Shah, a tech entrepreneur who is well-connected in the green energy industry, founded Cleantech Leaders Roundtable in 2017 as a networking hub for executives. Shah served as president of the group until the Biden administration appointed him to lead the Loan Programs Office in early 2021.
A few months before Shah’s departure from Cleantech Leaders, he showed signs of wanting to expand the organization, which had been operating without a full-time staff. Days before the 2020 presidential election, the group registered a website. Shah also recruited Andrea Luecke, a climate activist, to serve as the group’s first full-time executive director when he left.
After joining the administration, Shah stayed closely involved with Cleantech Leaders. Over the past two years, he has been a featured guest speaker for at least 10 of the organization’s closed-door events and receptions, which cost up to $250-a-person to attend.
Cleantech Leaders’s revenue more than tripled in the year after Shah left, according to its tax disclosure records.
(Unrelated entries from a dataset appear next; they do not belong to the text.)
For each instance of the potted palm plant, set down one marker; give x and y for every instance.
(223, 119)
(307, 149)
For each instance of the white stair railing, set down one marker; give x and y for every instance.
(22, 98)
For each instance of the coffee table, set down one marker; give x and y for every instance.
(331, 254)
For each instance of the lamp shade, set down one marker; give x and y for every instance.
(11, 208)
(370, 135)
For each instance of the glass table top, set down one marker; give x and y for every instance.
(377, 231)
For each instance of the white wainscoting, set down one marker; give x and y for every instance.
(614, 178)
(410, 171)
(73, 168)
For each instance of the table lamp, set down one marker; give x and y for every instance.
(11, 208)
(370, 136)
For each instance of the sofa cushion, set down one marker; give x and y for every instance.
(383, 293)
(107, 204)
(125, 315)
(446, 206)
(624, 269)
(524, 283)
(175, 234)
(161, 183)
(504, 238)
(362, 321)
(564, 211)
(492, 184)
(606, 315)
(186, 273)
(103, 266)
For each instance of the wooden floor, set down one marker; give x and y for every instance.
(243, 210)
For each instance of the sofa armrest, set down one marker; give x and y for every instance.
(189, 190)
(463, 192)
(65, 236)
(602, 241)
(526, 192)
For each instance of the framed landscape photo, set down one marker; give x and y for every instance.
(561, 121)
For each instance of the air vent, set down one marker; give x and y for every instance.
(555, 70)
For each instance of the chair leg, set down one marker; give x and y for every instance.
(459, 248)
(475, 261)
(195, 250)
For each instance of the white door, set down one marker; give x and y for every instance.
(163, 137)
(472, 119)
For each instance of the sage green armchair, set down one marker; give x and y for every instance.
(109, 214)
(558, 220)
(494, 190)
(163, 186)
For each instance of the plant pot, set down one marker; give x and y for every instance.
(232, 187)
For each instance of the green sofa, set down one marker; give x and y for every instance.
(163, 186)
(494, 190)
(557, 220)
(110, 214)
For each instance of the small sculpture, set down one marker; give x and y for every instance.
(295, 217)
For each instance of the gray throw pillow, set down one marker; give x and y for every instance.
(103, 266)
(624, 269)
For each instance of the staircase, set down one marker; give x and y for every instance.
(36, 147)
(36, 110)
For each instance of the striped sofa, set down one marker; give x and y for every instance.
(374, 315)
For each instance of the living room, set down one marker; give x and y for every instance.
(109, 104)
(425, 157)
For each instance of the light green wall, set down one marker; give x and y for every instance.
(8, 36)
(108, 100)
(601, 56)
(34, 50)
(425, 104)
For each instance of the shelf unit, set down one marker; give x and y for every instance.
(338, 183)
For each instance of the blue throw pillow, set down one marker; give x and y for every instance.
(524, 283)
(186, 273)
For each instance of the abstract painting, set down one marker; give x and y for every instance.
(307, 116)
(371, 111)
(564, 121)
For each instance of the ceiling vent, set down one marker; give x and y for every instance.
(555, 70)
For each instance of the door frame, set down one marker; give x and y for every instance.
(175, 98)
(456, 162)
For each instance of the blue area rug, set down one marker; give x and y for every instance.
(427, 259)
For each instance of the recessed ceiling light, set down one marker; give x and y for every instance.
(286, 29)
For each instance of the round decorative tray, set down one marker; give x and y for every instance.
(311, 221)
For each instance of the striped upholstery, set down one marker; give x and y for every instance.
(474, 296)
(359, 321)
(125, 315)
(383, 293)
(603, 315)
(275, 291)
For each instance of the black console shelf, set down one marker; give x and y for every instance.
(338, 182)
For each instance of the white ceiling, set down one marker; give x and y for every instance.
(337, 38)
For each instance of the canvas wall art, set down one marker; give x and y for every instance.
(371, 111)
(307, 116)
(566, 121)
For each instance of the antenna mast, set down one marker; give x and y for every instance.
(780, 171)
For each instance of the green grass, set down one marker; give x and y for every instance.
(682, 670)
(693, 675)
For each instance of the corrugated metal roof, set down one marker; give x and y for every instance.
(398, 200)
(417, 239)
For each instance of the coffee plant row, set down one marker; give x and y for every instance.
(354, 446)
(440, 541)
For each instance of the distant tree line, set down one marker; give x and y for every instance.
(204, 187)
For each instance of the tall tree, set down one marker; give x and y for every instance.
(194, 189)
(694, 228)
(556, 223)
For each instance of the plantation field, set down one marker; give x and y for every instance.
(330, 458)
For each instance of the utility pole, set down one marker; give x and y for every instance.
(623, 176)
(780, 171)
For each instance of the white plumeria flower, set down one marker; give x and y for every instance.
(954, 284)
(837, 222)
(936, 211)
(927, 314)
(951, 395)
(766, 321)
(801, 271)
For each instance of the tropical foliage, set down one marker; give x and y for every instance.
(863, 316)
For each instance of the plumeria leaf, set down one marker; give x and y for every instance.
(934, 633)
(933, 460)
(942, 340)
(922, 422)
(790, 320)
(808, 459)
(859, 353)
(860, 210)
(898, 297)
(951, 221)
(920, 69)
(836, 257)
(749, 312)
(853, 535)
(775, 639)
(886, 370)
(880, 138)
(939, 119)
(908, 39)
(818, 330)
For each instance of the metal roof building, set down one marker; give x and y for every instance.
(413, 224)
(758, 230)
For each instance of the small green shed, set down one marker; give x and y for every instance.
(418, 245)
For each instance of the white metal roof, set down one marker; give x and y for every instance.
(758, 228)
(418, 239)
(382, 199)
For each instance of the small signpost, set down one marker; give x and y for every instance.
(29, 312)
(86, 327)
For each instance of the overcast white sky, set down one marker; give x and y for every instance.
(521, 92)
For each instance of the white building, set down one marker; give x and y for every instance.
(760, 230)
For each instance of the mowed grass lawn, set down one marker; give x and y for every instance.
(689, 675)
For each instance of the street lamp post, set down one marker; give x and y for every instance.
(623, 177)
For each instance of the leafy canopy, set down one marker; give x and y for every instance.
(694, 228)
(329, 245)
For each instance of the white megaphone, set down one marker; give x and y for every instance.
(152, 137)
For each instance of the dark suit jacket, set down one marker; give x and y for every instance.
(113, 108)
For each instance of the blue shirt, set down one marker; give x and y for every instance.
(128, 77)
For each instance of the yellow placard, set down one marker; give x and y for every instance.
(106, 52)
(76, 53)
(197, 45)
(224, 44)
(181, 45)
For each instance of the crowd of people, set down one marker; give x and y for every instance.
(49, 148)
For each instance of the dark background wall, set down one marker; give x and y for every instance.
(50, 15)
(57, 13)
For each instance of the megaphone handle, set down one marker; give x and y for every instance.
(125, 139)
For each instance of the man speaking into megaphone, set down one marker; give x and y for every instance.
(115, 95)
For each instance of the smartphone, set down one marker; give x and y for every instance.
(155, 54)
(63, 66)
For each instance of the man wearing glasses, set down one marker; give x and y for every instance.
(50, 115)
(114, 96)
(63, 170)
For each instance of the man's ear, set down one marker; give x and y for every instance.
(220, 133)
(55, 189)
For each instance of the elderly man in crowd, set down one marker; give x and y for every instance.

For an annual membership fee—up to $7,500-a-year for corporate executives—the group offers members "insider access to an exclusive private community of high-level cleantech/climatech peers."
Agency appointees often have prior relationships with industry groups and companies. But a former Department of Energy official told the Washington Free Beacon that Shah’s regular participation in Cleantech Leaders Roundtable events seemed "excessive."
"That could lead someone to believe that this [group] is the way to get in front of Shah, to get in front of a senior official who oversees billions of dollars in government investments," said the former official.
Under Shah’s leadership, the LPO has become a powerhouse within the Department of Energy. The office, which was best known for a 2011 scandal involving a $500 million loan to the failed green energy company Solyndra, operated on a small budget for years.
Shah significantly expanded the staff, and the office now controls a $400 billion loan budget authorized by the Inflation Reduction Act and the Bipartisan Infrastructure Act—a fact that has been advertised by Cleantech Leaders.
"Hundreds of Billions $$$$$$," wrote Cleantech Leaders’s executive director in a LinkedIn post about Loan Programs Office funding last year. "We love Jigar Shah for that and also for co-founding the Cleantech Leaders Roundtable."
Although Cleantech Leaders doesn’t publish its membership roster, its leadership appears to have benefited from that gold rush. Shah’s office recently approved a $3 billion loan guarantee to Sunnova, a solar company where Cleantech Leaders’s board chair Anne Slaughter Andrew also sits on the board.
Cleantech Leaders’s growing influence was on full display last week, when its sister arm, the Cleantech Leaders Climate Forum, co-hosted a conference with the Loan Programs Office in Washington, D.C., for energy executives seeking funding from the agency. The paid ticketed event, which was advertised as "exclusive" and "invitation only," included discussion panels with DOE officials on topics such as "Show Me the Money: DOE's BIL/IRA Funding Opportunities Rundown."
The DOE told the Free Beacon that it co-hosted the event, but the guest list and ticket sales for the conference were controlled by the Cleantech Leaders Climate Forum. That group describes itself as the 501(c)(3) "sister" arm of the Cleantech Leaders Roundtable and shares the same leadership. The Cleantech Leaders Climate Forum was first incorporated in July, less than three months before the conference.
Several of the conference’s financial sponsors received or are seeking major loans from Shah’s department. KorePower secured an $850 million conditional commitment from the LPO in June, and Novonix recently said it is in advanced talks for financing from the office.
A DOE spokeswoman told the Free Beacon that Cleantech Leaders was in charge of selecting the sponsors. But another former official questioned the optics of having corporate sponsorships at a government co-hosted conference.
"I do question why [Loan Programs Office] would need sponsors," said the former official. "It doesn’t really meet the political smell test of being appropriate to have these sponsors."